Understanding Huffman Coding in detail

Understanding Huffman Coding in detail


Introduction

You will discover how Huffman Coding functions in this article. Working examples of Huffman Coding in C++ are also provided. Data can be compressed using the Huffman coding method without losing any of the information. David Huffman was the one who first created it. In general, Huffman Coding is helpful for compressing data that contains frequently occurring characters.

How It Works

A character takes up 8 bits. Assuming a string contains 15 characters, a total of 8 * 15 = 120 bits are needed. By using the Huffman Coding method, we can reduce the string's size. Using the character's frequency information, Huffman coding first constructs a tree before generating code for each character. Data must be decoded after it has been encoded. Using the same tree, decoding is performed.

Using the idea of prefix code, or the rule that a code associated with a character should not appear in the prefix of any other code, Huffman coding prevents any uncertainty in the decoding process. The tree that was planted above contributes to keeping the property up.

Steps:

Two different types of encoding exist:

  1. Fixed-Length Encoding: With this method, a fixed-length binary code is used to represent each character.
  2. The method known as variable-length encoding uses a binary code of varying length to represent each character.

Character

Frequency

Code

Size

A

5

11

5*2 = 10

B

1

100

1*3 = 3

C

6

0

6*1 = 6

D

3

101

3*3 = 9

4 * 8 = 32 bits

15 bits

 

28 bits


From this example it is clear that the string had a total length of 120 bits before encoding. The size is decreased to 32 + 15 +28 = 75 after encoding.
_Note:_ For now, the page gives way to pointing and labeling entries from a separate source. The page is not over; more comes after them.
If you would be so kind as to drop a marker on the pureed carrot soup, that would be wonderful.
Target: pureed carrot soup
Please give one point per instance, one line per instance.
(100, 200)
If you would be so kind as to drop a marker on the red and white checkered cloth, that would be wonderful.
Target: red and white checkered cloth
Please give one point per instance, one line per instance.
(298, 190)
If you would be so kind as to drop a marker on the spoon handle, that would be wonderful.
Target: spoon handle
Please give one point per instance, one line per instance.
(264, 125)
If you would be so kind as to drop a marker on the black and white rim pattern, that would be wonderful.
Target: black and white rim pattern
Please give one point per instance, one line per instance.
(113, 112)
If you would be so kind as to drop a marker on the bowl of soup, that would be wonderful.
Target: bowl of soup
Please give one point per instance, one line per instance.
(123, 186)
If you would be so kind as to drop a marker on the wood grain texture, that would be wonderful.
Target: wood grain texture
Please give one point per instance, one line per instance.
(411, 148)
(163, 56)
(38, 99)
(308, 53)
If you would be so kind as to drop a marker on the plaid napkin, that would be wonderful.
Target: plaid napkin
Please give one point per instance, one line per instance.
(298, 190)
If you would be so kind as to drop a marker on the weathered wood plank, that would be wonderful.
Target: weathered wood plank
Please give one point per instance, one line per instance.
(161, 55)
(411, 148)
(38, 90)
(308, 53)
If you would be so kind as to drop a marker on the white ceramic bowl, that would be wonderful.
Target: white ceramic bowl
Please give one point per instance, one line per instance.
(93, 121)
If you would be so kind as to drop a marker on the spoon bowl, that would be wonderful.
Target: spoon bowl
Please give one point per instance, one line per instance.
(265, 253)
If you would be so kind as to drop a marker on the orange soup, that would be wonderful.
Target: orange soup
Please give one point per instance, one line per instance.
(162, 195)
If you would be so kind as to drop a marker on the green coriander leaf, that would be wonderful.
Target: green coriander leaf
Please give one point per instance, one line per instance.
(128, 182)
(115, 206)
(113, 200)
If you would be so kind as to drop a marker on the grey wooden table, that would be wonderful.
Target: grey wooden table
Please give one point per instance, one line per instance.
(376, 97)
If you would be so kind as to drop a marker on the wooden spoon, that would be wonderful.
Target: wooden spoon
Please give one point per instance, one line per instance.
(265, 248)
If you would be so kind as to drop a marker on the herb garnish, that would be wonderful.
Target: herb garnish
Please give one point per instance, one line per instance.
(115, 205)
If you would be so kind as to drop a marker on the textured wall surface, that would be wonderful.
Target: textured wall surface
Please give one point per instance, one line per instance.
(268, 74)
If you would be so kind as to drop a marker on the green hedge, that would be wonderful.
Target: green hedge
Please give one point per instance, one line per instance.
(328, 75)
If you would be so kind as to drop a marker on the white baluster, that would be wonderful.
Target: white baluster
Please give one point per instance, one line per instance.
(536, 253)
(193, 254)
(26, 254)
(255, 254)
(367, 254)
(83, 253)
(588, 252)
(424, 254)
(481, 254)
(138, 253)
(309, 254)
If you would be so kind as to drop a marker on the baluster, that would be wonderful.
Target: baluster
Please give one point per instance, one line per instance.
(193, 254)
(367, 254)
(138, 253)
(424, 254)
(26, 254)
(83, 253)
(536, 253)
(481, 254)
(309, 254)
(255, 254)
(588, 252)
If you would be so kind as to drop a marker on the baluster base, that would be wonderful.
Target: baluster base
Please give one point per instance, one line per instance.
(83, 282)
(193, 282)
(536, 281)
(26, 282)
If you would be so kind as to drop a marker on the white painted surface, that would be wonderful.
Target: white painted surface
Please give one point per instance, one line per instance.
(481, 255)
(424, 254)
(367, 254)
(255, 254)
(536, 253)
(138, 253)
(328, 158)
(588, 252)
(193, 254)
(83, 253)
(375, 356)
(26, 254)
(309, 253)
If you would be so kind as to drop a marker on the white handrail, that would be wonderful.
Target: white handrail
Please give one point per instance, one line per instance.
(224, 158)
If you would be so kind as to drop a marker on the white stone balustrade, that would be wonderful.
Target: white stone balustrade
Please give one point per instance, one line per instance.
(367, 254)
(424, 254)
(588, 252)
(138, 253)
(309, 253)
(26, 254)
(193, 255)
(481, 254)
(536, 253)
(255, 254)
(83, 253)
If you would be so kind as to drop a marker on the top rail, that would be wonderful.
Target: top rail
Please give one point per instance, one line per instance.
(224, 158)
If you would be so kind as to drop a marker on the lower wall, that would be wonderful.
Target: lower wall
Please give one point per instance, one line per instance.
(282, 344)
The following steps are used to complete Huffman coding:-

  1. Make a priority queue Q with each special character in it.
  2. then order them according to increasing frequency.
  3. For each of the distinct characters:
  4. Extract the minimum value from Q, then create a new node and assign it to the left
  5. Extract the minimum value from Q as a child of newNode, then assign it to the right
  6. Child of newNode adds up these two minimum values and applies the result to the value of newNode.
  7. Add this newNode to the tree and then return to the rootNode

Decoding

A portion of an encoded message like "00101001" can be decoded in a variety of ways. This can be taken in at least two different ways:

  • Code '0 0 10 10 01' -> aaddc
  • Code '0 010 10 01' ->abdc

The issue with variable-length encoding is that we cannot decode the message or text in a singular way. We must make sure that the codes assigned to every character are prefix codes in order to ensure efficient decoding.

Code

#include <iostream>
using namespace std;
#define MAX_TREE_HT 50

struct MinHNode {
  unsigned freq;
  char item;
  struct MinHNode *left, *right;
};

struct MinH {
  unsigned size;
  unsigned capacity;
  struct MinHNode **array;
};


struct MinHNode *newNode(char item, unsigned freq) {
  struct MinHNode *temp = (struct MinHNode *)malloc(sizeof(struct MinHNode));

  temp->left = temp->right = NULL;
  temp->item = item;
  temp->freq = freq;

  return temp;
}

// Create min heap using given capacity
struct MinH *createMinH(unsigned capacity) {
  struct MinH *minHeap = (struct MinH *)malloc(sizeof(struct MinH));
  minHeap->size = 0;
  minHeap->capacity = capacity;
  minHeap->array = (struct MinHNode **)malloc(minHeap->capacity * sizeof(struct MinHNode *));
  return minHeap;
}


void printArray(int arr[], int n) {
  int i;
  for (i = 0; i < n; ++i)
    cout << arr[i];

  cout << "\n";
}


void swapMinHNode(struct MinHNode **a, struct MinHNode **b) {
  struct MinHNode *t = *a;
  *a = *b;
  *b = t;
}

void minHeapify(struct MinH *minHeap, int idx) {
  int smallest = idx;
  int left = 2 * idx + 1;
  int right = 2 * idx + 2;

  if (left < minHeap->size && minHeap->array[left]->freq < minHeap->array[smallest]->freq)
    smallest = left;

  if (right < minHeap->size && minHeap->array[right]->freq < minHeap->array[smallest]->freq)
    smallest = right;

  if (smallest != idx) {
    swapMinHNode(&minHeap->array[smallest],
          &minHeap->array[idx]);
    minHeapify(minHeap, smallest);
  }
}

write your code here: Coding Playground

Complexity Analysis

Based on their frequency, each unique character requires (nlog n) to encode. The complexity of obtaining the minimum frequency from the priority queue is O, and it occurs 2*(n-1) times (log n). Hence, complexity is generally addressed as O (nlog n) for Huffman Coding.